Introducing logstash-input-opensearch plugin for OpenSearch
Overview
Following the launch of logstash-output-opensearch plugin, the OpenSearch project team has released the logstash-input-opensearch plugin on Github as well as Ruby Gems.
In this post, we will talk about the new input plugin for Logstash. We will show how it works with OpenSearch by giving an example on how to read data from OpenSearch, perform a transformation, and index back to OpenSearch. This use case is useful in the event you want to migrate from one OpenSearch major version to another (e.g. 1.3 → 2.0).
What are Logstash plugins?
To understand what a plugin is in Logstash, it’s important to understand what makes up the stages for Logstash plugins:
- Inputs are used to get data into Logstash. There could be 1 or more inputs (e.g., S3, Kinesis, Kafka).
- Filters are buildings block for processing the events received from the input stages. Filters are not mandatory and there could be zero or more filters (e.g., Mutate, GeoIP).
- Outputs are final stage of the Logstash and it can have one or more output to send the processed data from filters (e.g., OpenSearch).
How do logstash-input-opensearch plugins work?
Plugins are configured within the Logstash config file. There are sections for Input, Filter, and Output. Once configured (see below), Logstash will send a request to the OpenSearch cluster and read the data as per the specified query in the inputs section. Once data is read from OpenSearch, you can optionally send it to next stage Filter for doing a transformation such as add a geolocation associated with an IP address. In this example, we won’t use the Filter plugin. Next up is the Output plugin. From the output section of the config file, you can either send the data back to same OpenSearch cluster or different clusters if desired.
Setup Logstash and plugin
Logstash Installation
This step can be skipped if you already have OSS version of logstash installed. Otherwise follow the steps below:
- Download
logstash-oss-with-opensearch-output-plugin
(this example uses the distro for macos-x64). For other distros please refer the artifacts here.
wget https://artifacts.opensearch.org/logstash/logstash-oss-with-opensearch-output-plugin-7.16.3-macos-x64.tar.gz
- Extract the downloaded tar ball.
tar - zxvf logstash-oss-with-opensearch-output-plugin-7.16.3-macos-x64.tar.gz
cd logstash-7.16.3/
- Install logstash-input-opensearch plugin.
./bin/logstash-plugin install --preserve logstash-input-opensearch
Once installation is done, you will see the message as below:
Validating logstash-input-opensearch
Installing logstash-input-opensearch
Installation successful
Let’s get into action and see how the plugin works
In the introduction you have seen that Logstash processing has 3 stages. These stages are wrapped as part of config file. Let’s work on creating config to search data from one index in OpenSearch as my_index, and write the data into another index as my_index_new.

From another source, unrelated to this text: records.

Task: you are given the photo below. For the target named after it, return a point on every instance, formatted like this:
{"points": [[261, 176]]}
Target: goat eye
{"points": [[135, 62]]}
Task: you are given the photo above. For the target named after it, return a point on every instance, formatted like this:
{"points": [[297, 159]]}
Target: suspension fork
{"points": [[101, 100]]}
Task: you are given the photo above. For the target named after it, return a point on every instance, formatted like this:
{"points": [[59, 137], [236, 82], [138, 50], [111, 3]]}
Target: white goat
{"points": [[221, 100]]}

Create a new file and add below content, save the file as logstash-input-opensearch.conf after replacing the OpenSearch HOST, PORT, USERNAME, PASSWORD, and INDEX with your OpenSearch cluster URL and credentials.
input {
opensearch {
hosts => ["https://HOST:PORT"]
user => "USERNAME"
password => "PASSWORD"
index => "my_index"
query => '{ "query": { "match_all": {}} }'
}
}
output {
opensearch {
hosts => ["https://HOST:PORT"]
user => "USERNAME"
password => "PASSWORD"
index => "my_index_new"
ssl => true
ecs_compatibility => "disabled"
}
}
Using the above configuration, the match_all
query filter is triggered and data is loaded once.
schedule
setting can be used to periodically schedule ingestion using cron syntax.
Example: schedule => "* * * * *"
Adding this to the above configuration loads the data every minute.
Start Logstash
You can run the logstash with below command:
./bin/logstash -f logstash-input-opensearch.conf
Once you run the command as above, logstash will search the data from source index, write to destination index and shutdown the logstash.

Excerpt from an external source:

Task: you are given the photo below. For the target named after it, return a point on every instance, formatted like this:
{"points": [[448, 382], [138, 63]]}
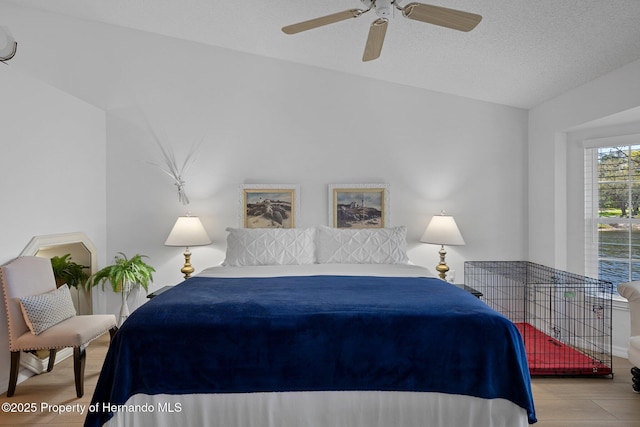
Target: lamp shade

[2022-05-06T20:14:28,965][INFO][logstash.agent] Successfully
started Logstash API endpoint {:port=>9600, :ssl_enabled=>false}
…
…
[2022-05-06T20:14:38,852][INFO][logstash.javapipeline][main] Pipeline terminated {"pipeline.id"=>"main"}
[2022-05-06T20:14:39,374][INFO][logstash.pipelinesregistry] Removed pipeline from registry successfully {:pipeline_id=>:main}
[2022-05-06T20:14:39,399][INFO][logstash.runner] Logstash shut down.
Summary
Using logstash-input-opensearch plugin you can read data from one OpenSearch cluster and write to same or another OpenSearch cluster. This is helpful if you are planning to reindex the data or looking to move data from one cluster to another cluster. You can also request any changes by creating a GitHub issue. This project is open source and we are happy to accept community contributions.